Farneback has a method for dense optical flow, implemented in OpenCV through the cv::calcOpticalFlowFarneback(..) method. It will generate a matrix "flow" which has magnitude and direction components. Horn-Schunck method is not a built-in in OpenCV.
PS: Lukas Kanade is not very slow. It's probably the extraction of feature points that is slow. Try using cv::FAST detector.

OpenCv C++ record video when motion detected from cam

I am attempting to use a straightforward motion detection code to detect movement from a camera. I'm using the OpenCV library and I have some code that takes the difference between two frames to detect a change.
I have the difference frame working just fine and it's black when no motion is present.
The problem is how now i can detect that blackness to stop recording or no darkness to begin recording frames.
Thank u all.
A very simple thing to do is to sum the entire diff image into an integer. If that sum is above a threshold you have movement. Then you can use a second threshold and when the sum is below that limit you stopped having movement.
You can also make the threshold only change the program state if some elapsed time has occurred since the last threshold. i.e. after movement is detected you don't check for lack of movement for 10 seconds.
Take a look at the code of the free software motion for getting inspiring ideas.
There are quite a few things to keep in mind for reliable motion detection. For example tolerate the slow changes from the sun's rotation. Or accepting momentary image glitches which can come especially from the cheapest cameras.
From a small experience I have had, I think that better than just adding up all differences, it works better to count the number of pixels whose variation exceeds a certain threshold.
Motion also offers masks, which let you for example ignore movements in a nearby road.
What about storing a black frame internally and using your same comparison code? If your new frame is different (above a threshold) from the all-black frame, start recording.
This seems the most straightforward since you already have the image-processing algorithms down.

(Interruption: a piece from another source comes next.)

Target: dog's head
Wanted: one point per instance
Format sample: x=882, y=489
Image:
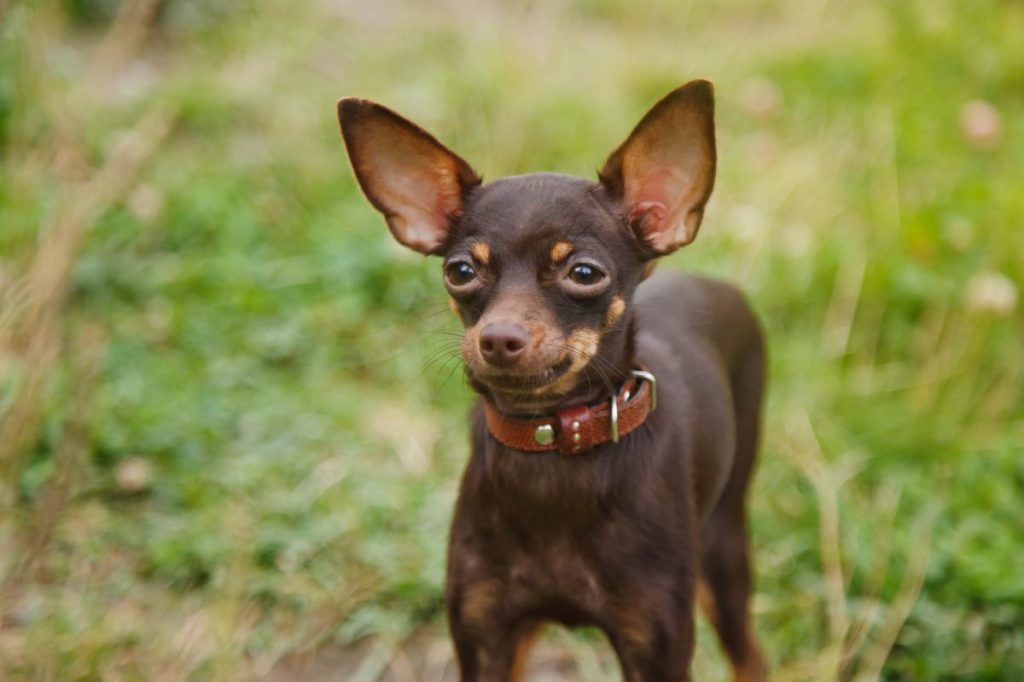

Traffic Motion Recognition

I'm trying to build a simple traffic motion monitor to estimate average speed of moving vehicles, and I'm looking for guidance on how to do so using an open source package like OpenCV or others that you might recommend for this purpose. Any good resources that are particularly good for this problem?
The setup I'm hoping for is to install a webcam on a high-rise building next to the road in question, and point the camera down onto moving traffic. Camera altitude would be anywhere between 20 ft and 100ft, and the building would be anywhere between 20ft and 500ft away from the road.
Thanks for your input!
Generally speaking, you need a way to detect cars so you can get their 2D coordinates in the video frame. You might want to use a tracker to speed up the process and take advantage of the predictable motion of the vehicles. You, also, need a way to calibrate the camera so you can translate the 2D coordinates in the image to depth information so you can approximate speed.
So as a first step, look at detectors such as deformable parts model DPM, and tracking by detection methods. You'll probably need to port some code from Matlab (and if you do, please make it available :-) ). If that's too slow, maybe do some segmentation of foreground blobs, and track the colour histogram or HOG descriptors using a Particle Filter or a Kalman Filter to predict motion.